We then examined the clinical characteristics, laboratory data and prognosis of these 14 patients that had P. jirovecii with DHPS and DHFR amino acid mutations. These patients (n = 14) exhibited severe underlying conditions, including hemophagocytic syndrome (n = 3), lung cancer (n = 4), acute kidney injury (n = 1), multiple infections (n = 2) and newborns with a lung infection, wet lungs or tetralogy of Fallot (n = 4). The main symptoms observed in these 14 patients were shortness of breath (5/14, 35.7%), bloody sputum (3/14, 21.4%), cough (3/14, 21.4%), fever (2/14, 14.3%) and jaundice (1/14, 7.1%). Additionally, the P. jirovecii burden of mutations and wild types were 7.4 × 10⁴ (4.2 × 10⁴, 2.7 × 10⁵) and 4.1 × 10⁴ (1.4 × 10⁴, 3.4 × 10⁵) copies, respectively, without significant difference (P=0.524). The number of inpatient days for patients with mutant and wild-type strains was 13(8, 22.3) and 19(11.5, 24) days, respectively, which showed no significant difference (P=0.116). These results indicated that the mutations in the P. jirovecii DHPS and DHFR genes showed only a limited relationship to prognosis.

The SNPs Analysis of P. jirovecii DHPS and DHFR Genes

In addition, we analyzed the individual DHPS and DHFR gene sequences of P. jirovecii found in the 45 patients to define sequence profiles for these two genes. Our analysis indicated that no common SNPs were present in the DHPS genes of the 45 patient samples (Figure S1). It is interesting to note that two silent mutations (at positions 312 and 352) were identified in the DHFR genes (Table 2 and Figure S2). The mutation at position 312 was found in 35.7% (5/14) of patients with a P. jirovecii infection and 38.7% (12/31) of those with P. jirovecii colonization, which were independent of TMP-SMX medication. These patients had various underlying diseases, including hemophagocytic syndrome (n = 4), chronic renal allograft dysfunction and nephrotic syndrome (n = 4), cancer (n = 4), neonatal infection (n = 3), and pneumonia (n = 2). The quantitative data obtained from patients with the 312 mutation or wild-type revealed 1.3 × 10⁵(9.1 × 10²–5.3 × 10⁷) and 1.7 × 10⁵(3.3 × 10³–3.9 × 10⁸) copies, respectively. However, no significant difference was observed between mutation and wild-type (P=0.386) (Figure 2A). The prognosis of patients with isolates carrying either the wild-type gene or the 312-site mutation, including the number of inpatient days and mortality, showed no significant difference (Figure 2B and C). The mutation at position 352 was found in 7.1% (1/14) of patients with P. jirovecii infection and 9.7% (3/31) of those with P. jirovecii colonization (Table 2). Similarly, patients with the mutation 352 did not exhibit either a higher pathogen burden or a poorer prognosis, compared to those infected with the wild-type genotype strain.

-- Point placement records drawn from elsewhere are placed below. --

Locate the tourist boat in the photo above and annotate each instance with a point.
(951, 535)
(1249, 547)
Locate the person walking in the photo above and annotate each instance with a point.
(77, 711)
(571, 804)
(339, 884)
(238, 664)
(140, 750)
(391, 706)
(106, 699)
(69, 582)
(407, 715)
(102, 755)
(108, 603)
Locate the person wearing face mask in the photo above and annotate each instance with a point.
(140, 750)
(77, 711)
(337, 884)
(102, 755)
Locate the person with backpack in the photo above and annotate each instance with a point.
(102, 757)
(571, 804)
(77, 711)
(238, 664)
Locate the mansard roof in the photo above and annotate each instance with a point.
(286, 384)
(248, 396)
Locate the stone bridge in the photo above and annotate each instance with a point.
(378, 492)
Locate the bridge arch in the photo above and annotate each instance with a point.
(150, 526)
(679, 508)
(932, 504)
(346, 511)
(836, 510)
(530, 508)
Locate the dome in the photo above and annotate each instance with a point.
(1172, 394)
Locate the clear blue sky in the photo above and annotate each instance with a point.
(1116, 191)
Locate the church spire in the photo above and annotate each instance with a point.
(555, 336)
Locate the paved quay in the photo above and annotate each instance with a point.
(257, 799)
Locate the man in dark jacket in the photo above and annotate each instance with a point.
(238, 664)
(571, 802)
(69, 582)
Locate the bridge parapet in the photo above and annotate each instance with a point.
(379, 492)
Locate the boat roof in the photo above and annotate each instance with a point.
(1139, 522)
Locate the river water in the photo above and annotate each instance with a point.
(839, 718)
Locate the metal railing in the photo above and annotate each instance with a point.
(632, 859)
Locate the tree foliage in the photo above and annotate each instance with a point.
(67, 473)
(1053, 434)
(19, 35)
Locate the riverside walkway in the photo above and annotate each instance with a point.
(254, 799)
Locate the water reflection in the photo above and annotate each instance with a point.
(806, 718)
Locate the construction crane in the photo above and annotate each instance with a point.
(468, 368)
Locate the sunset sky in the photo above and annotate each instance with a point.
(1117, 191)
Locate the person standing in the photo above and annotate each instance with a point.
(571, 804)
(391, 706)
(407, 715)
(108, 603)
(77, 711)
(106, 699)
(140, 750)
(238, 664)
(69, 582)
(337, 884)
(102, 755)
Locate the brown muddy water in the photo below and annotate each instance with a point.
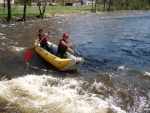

The comparison of *P. Jirovecii* burden (A), inpatient days (B) and mortality (C) between patients with the 312-site mutation and wild type of dihydrofolate reductase (DHFR) gene.

Discussion

P. jirovecii is a severe fungal pathogen in immunocompromised individuals. Although prophylactic medication is a crucial preventative measure, it poses challenges to the effectiveness of the drugs. In this study, we evaluated the prevalence of mutations of the P. jirovecii DHPS and DHFR genes from 45 non-HIV patients in China. We also explored these mutations related to clinical characteristics, drug prescription and treatment outcomes.

Previous studies have shown geographical diversity in the frequency of DHPS and DHFR mutations in patient samples globally. The prevalence of DHPS mutations is higher in developed countries compared to developing countries, and these mutations are associated with exposure to sulfa drugs and transmission via person-to-person.¹²^,¹³^,¹⁷^,²⁰ In our study, the DHPS sequences from 45 patients revealed no mutations at positions 55 and 57 (known drug resistance loci in DHPS). This result aligns with previous research on HIV patients with PJP in China, suggesting that the absence of TMP-SMX prophylaxis may be the reason that no drug resistance mutations arise.²¹ Another mutation of DHPS (V96I) has been reported as a drug resistance site and associated with increased mortality.²² In this study, only one patient with lung cancer in P. jirovecii colonization group carried this mutation and experienced severe episodes of PJP, requiring admission to the intensive care unit (ICU) and mechanical ventilation. This patient was hospitalized for 48 days but ultimately died. Other DHPS mutations were not found to be associated with a poor prognosis. Importantly, the detected mutations P83L and D90N of DHPS were observed in patients regardless of drug prescription. It implied that these mutations may be acquired through person-to-person transmission rather than drug associated selective pressure.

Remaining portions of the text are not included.